Greek Cypriot authorities said they would suspend asylum applications amid an influx of irregular migrants.
The island was facing "demographic change" and "acute socio-economic effects" as a result the migrant crisis, Greek Cypriot government spokesperson Marios Pelekanos said, adding that they would request the European Commission take action.
The Greek Cypriot administration says it has the highest number of first-time asylum applications among all 27 EU members relative to its population of roughly one million.
Migrant flows recorded in 2021 were 38% higher than for all of last year, said Pelekanos.
In the first 10 months of the year, 10,868 irregular migrants arrived in Cyprus, he said.
The current flows added to the more than 33,000 people already illegally residing in the republic, the government spokesman added.
"The percentage of asylum seekers exceeds 4% of the population, when in the rest of the EU front-line countries it does not exceed one percent," Pelekanos said.
His remarks came after ministers agreed on a series of measures to tackle the spike in irregular migration at an emergency meeting chaired by Greek Cypriot leader Nicos Anastasiades.
Nicosia expected "EU solidarity for the immediate relocation of asylum seekers to other member states, but also the repatriation of asylum seekers to their countries of origin," Pelekanos said.
According to the government, 15,000 people have had their asylum applications rejected but cannot be deported because there is no coherent EU policy or agreement with their home countries on sending them back.
Pelekanos said they were calling on the European Commission to offer emergency measures to address a "deteriorating situation."
Also on Wednesday, Greek Cypriot police said a boatload of 61 migrants thought to be from Syria and Lebanon, including 28 children, were escorted to shore in Paphos, on island's east coast.
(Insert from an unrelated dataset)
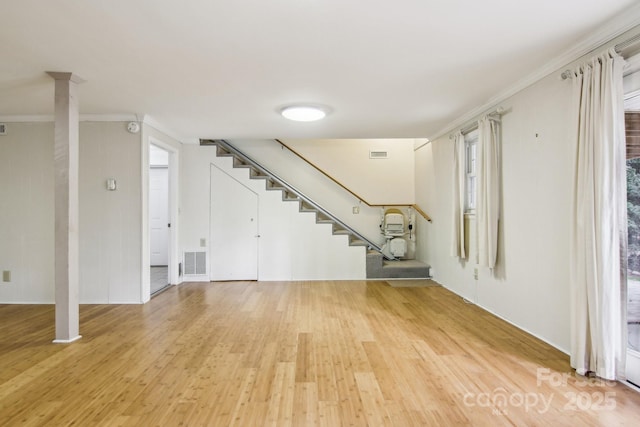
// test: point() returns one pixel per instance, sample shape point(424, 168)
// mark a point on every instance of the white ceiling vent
point(378, 154)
Earlier this month, the Turkish Republic of Northern Cyprus (TRNC) urged the Greek Cypriot administration to cooperate on the issue of irregular migration.
"At the crossroads of three continents, the island of Cyprus is not immune to irregular migration. Both the Turkish Republic of Northern Cyprus and the Greek Cypriot administration of southern Cyprus receive irregular immigration from various countries," said a statement from the TRNC's Ministry of Foreign Affairs.
"Contrary to the Greek Cypriot side, our country is devoid of international assistance and struggling with irregular migration only with the support of motherland Turkey," it added.
The statement said the issue of irregular migration should be addressed within the spirit of cooperation and requires joint efforts with a sense of responsibility and solidarity from the international community.
At an EU Asylum Support Office conference in Malta last month, Interior Minister Nicos Nouris said Greek Cyprus is “obliged to take significant and drastic" measures along the buffer zone, adding that about 800 migrants crossed it recently within a 10-day span. Nouris added that 15,000 migrants have had their asylum applications rejected but can't be deported because there's no coherent EU policy – or agreement with their home countries – on sending them back.
Cyprus has been mired in a decadeslong dispute between Greek and Turkish Cypriots, despite a series of diplomatic efforts by the United Nations to achieve a comprehensive settlement.
Ethnic attacks starting in the early 1960s forced Turkish Cypriots to withdraw into enclaves for their safety.
In 1974, a Greek Cypriot coup aimed at Greece's annexation of the island led to Turkey's military intervention as a guarantor power to protect Turkish Cypriots from persecution and violence.
The TRNC was founded in 1983. It has seen an on-and-off peace process in recent years, including a failed 2017 initiative in Switzerland under the auspices of guarantor countries Turkey, Greece and the U.K.
The Greek Cypriot administration entered the European Union in 2004, the same year that Greek Cypriots thwarted a U.N.-led plan to end the dispute.